The Toronto Maple Leafs began the tear down and rebuilding of the sad-sack National Hockey League team by starting from the top – jettisoning star sniper Phil Kessel.

In a blockbuster deal Wednesday, the Leafs ended a tumultuous six-year marriage with the introverted Kessel by trading essentially the face of the franchise to the powerhouse Pittsburgh Penguins.

In return, the Leafs received only a collection of draft picks and prospects that they hope will help them begin the long road to respectability.

Just over a year ago, the Leafs brought in Hall of Famer Brendan Shanahan as president to shake up a team that has not won the Stanley Cup since 1967. And in May of this year, well-regarded Detroit Red Wing coach Mike Babcock was hired as Leaf head coach to expedite the rebuilding process.

After the Kessel trade, all that remains as an ugly reminder of his massive long-term contract is the 15 per cent – or $1.2-million a season – that the Leafs are on the hook for over the next seven years.

“The group that we assembled here wasn’t getting the job done,” Shanahan explained, a reference to Toronto’s 27th-place finish, its ninth season out of the playoffs in the past 10 years. “It wasn’t good enough. We’re here to build a team that’s capable of winning a Stanley Cup. There are no shortcuts to go around doing that.”

Trading Kessel for 18-year-old winger Kasperi Kapanen, 22-year-old defenceman Scott Harrington and a first-round pick on Wednesday didn’t make the Leafs better. Kessel has become one of the more dynamic offensive players in the NHL in Toronto, scoring more goals in his six years in the city than all but four other players in the league, using terrific speed and a lethal shot to beat goalies again and again.
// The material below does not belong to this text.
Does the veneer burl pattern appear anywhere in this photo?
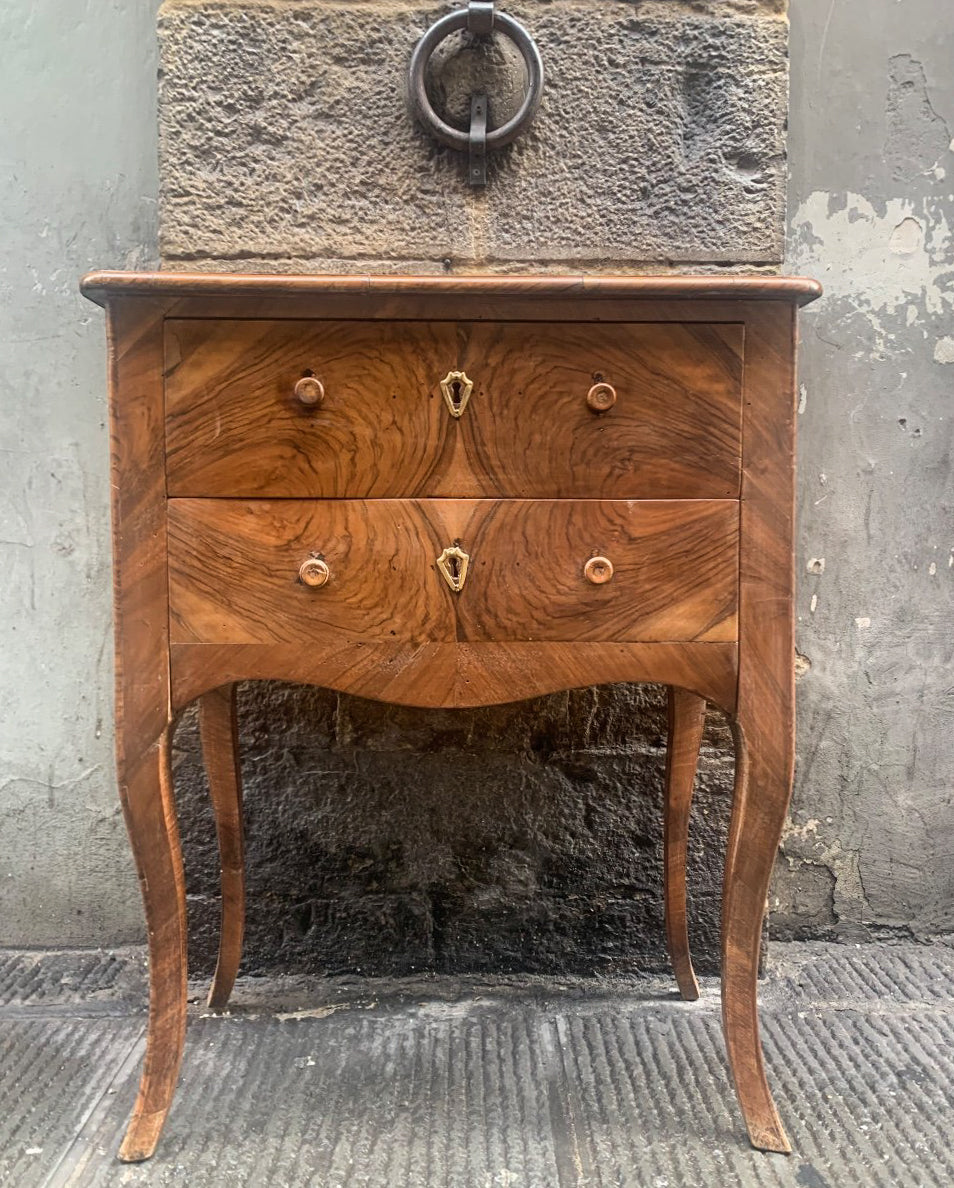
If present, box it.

But the Leafs’ brutal finish to the season – 11 wins in their final 51 games – soured Shanahan on the winger. Kessel struggled late in the year, scoring only twice in 21 games, and drew considerable criticism for everything from his attitude, work ethic and an unwillingness to interact with the media.

Shanahan believed he had to make the deal in order to both change the culture of a losing franchise and to cashout a soon-to-be 28-year-old for younger assets to build around.

It’s a process that could take three to five years – if it works at all – prolonging the agony for a fan base that is now accustomed to the abuse.

The Kessel trade was by far the biggest news in what is typically one of the busiest days in the hockey world. Hundreds of players become available every July 1 when their contracts end, which creates bidding wars and complex salary-cap manoeuvrings across the NHL beginning at noon EDT.

The 2015 class of free agents was one of the weakest in the past decade, however, and few stars found new homes. The two Alberta teams made a couple of the day’s biggest signings, with the Edmonton Oilers adding much needed defenceman Andrej Sekera for five years at $33-million and the Calgary Flames adding Michael Frolik on a five-year, $21.5-million deal.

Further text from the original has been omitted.